关于NAT和SIT简介部分请参考
https://blog.csdn.net/u011649400/article/details/106955060
https://blog.csdn.net/u011649400/article/details/102490983
SIT区域的实际构图如上所示。以f2fs_sit_block为单位进行存储,共有2blocks个f2fs_sit_block,其中blocks=sit_info->sit_blocks,即有效块数,剩下的blocks个块为备份。每个f2fs_sit_block的构成如下图所示,每个f2fs_sit_block中有55个f2fs_sit_entry,每个f2fs_sit_entry描述了一个segment的信息。
为什么会有2blocks个块呢? f2fs为了防止宕机对元数据造成不可恢复的损害,所以sit/nat这种元数据有着两个副本,但是这两个副本只有一个是表示最新的数据,f2fs通过保存在cp pack中的sit_nat_version_bitmap来指示哪个才是最新的。

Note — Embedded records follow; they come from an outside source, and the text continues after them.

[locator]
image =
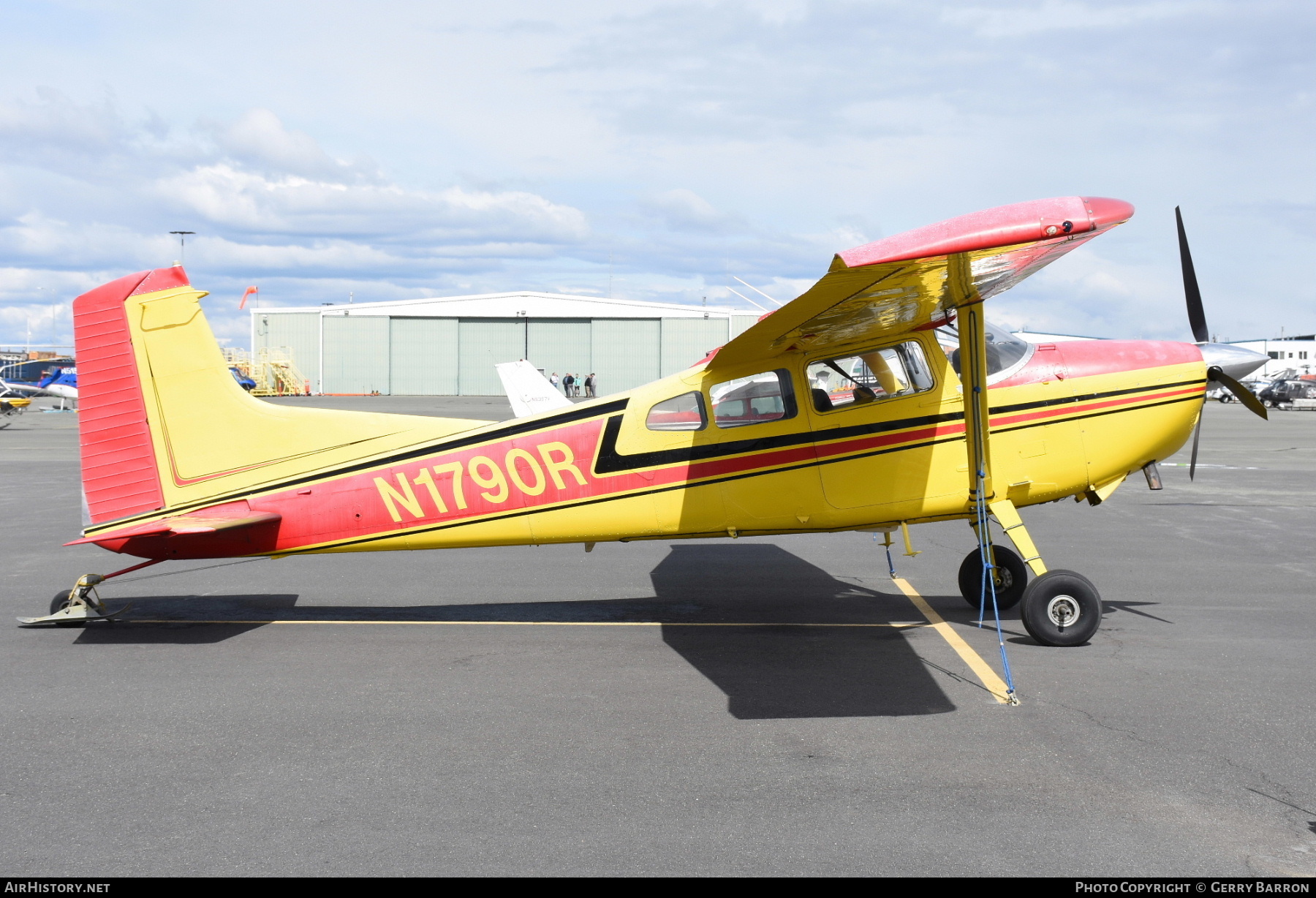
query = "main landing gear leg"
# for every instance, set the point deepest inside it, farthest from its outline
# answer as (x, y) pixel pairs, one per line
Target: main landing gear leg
(82, 603)
(1059, 607)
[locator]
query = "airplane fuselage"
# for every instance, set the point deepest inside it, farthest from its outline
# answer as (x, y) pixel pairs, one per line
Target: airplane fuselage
(1075, 419)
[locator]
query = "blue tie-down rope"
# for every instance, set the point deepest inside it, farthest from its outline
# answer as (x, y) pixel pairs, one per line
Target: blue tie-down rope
(891, 567)
(990, 584)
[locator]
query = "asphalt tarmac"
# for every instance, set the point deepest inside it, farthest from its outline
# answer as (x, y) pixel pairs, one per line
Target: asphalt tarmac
(1181, 742)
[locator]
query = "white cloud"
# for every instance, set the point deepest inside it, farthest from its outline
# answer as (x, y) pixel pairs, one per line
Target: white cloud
(674, 144)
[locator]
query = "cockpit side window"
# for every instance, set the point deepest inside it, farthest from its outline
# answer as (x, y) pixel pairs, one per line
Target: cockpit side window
(756, 399)
(684, 412)
(901, 370)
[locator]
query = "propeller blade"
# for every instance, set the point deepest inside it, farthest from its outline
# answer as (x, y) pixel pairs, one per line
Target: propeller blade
(1197, 436)
(1197, 317)
(1244, 394)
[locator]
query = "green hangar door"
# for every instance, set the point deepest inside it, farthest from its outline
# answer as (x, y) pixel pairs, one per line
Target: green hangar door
(624, 353)
(355, 353)
(559, 345)
(485, 343)
(423, 357)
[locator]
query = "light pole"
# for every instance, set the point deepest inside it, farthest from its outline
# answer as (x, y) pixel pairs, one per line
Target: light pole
(182, 244)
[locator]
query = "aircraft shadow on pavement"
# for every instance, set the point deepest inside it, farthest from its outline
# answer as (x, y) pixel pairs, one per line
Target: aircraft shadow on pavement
(182, 611)
(793, 672)
(766, 672)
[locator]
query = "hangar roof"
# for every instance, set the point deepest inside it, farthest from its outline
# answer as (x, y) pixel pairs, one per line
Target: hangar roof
(524, 303)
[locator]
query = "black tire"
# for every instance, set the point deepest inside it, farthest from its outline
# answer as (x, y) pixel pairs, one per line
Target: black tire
(59, 603)
(1011, 578)
(1061, 608)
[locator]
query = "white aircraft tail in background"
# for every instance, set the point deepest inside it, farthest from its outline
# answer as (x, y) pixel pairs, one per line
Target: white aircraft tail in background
(528, 390)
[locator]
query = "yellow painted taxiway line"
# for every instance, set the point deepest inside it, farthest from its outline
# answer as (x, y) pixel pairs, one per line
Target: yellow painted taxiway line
(988, 679)
(500, 623)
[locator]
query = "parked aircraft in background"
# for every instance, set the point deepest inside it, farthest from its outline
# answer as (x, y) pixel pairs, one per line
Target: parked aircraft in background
(58, 381)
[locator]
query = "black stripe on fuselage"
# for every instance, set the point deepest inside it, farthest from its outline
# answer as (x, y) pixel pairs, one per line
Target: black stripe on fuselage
(428, 449)
(686, 485)
(611, 462)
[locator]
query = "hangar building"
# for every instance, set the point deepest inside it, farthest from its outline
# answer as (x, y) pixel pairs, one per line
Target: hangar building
(449, 347)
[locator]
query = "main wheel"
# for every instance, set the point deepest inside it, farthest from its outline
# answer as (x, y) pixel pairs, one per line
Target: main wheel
(1011, 576)
(1061, 608)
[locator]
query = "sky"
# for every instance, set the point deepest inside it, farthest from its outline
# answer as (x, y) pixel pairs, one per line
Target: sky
(651, 151)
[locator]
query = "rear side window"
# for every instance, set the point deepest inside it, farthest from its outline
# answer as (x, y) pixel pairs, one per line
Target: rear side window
(898, 370)
(756, 399)
(684, 412)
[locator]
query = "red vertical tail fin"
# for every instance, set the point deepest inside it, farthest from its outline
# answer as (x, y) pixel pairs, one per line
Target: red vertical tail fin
(120, 475)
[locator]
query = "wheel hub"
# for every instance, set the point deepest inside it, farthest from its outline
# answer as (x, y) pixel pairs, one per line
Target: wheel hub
(1064, 611)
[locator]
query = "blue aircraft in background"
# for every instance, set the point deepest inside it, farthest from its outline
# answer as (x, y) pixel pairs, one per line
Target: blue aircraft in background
(58, 380)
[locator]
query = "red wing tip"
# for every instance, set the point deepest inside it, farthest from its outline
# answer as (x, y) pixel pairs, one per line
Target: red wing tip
(1003, 225)
(1105, 211)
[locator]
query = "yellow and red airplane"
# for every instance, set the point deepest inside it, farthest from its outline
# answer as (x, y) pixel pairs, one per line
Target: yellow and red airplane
(845, 410)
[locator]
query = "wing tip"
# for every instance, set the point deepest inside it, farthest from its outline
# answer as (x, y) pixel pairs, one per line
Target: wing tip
(1002, 225)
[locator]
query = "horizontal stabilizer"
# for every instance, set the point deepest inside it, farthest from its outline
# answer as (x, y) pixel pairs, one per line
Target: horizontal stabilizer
(202, 521)
(528, 390)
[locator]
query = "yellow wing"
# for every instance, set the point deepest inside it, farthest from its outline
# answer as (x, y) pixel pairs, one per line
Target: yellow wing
(918, 279)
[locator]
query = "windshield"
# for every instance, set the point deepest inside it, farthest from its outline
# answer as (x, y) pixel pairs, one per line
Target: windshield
(1003, 348)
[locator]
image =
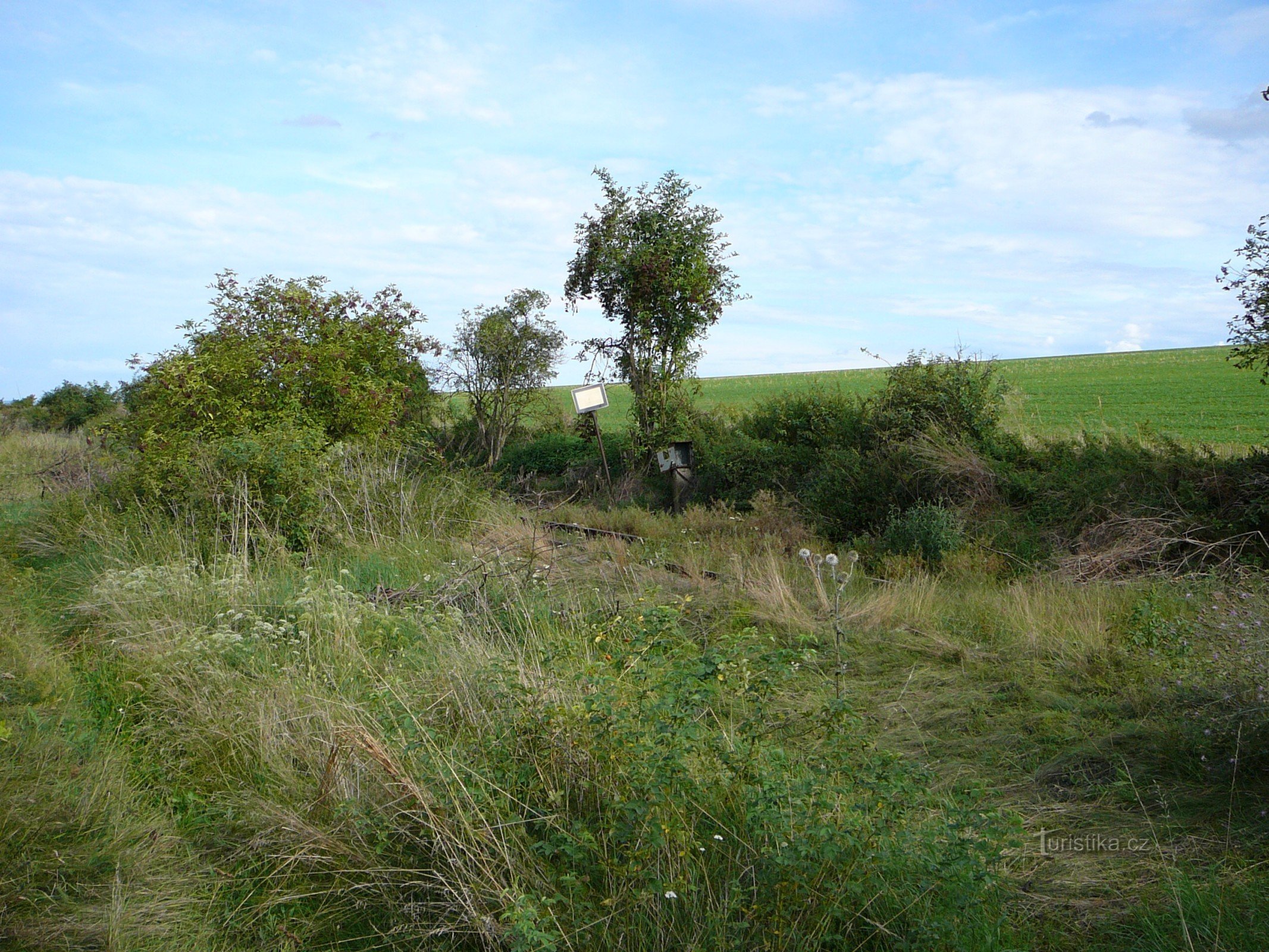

//根据位图获得当前最新版本的segno的f2fs_sit_block
static struct page *get_current_sit_page(struct f2fs_sb_info *sbi,
unsigned int segno)
{
struct sit_info *sit_i = SIT_I(sbi);
unsigned int offset = SIT_BLOCK_OFFSET(sit_i, segno);
block_t blk_addr = sit_i->sit_base_addr + offset;
check_seg_range(sbi, segno);
/* calculate sit block address */
if (f2fs_test_bit(offset, sit_i->sit_bitmap))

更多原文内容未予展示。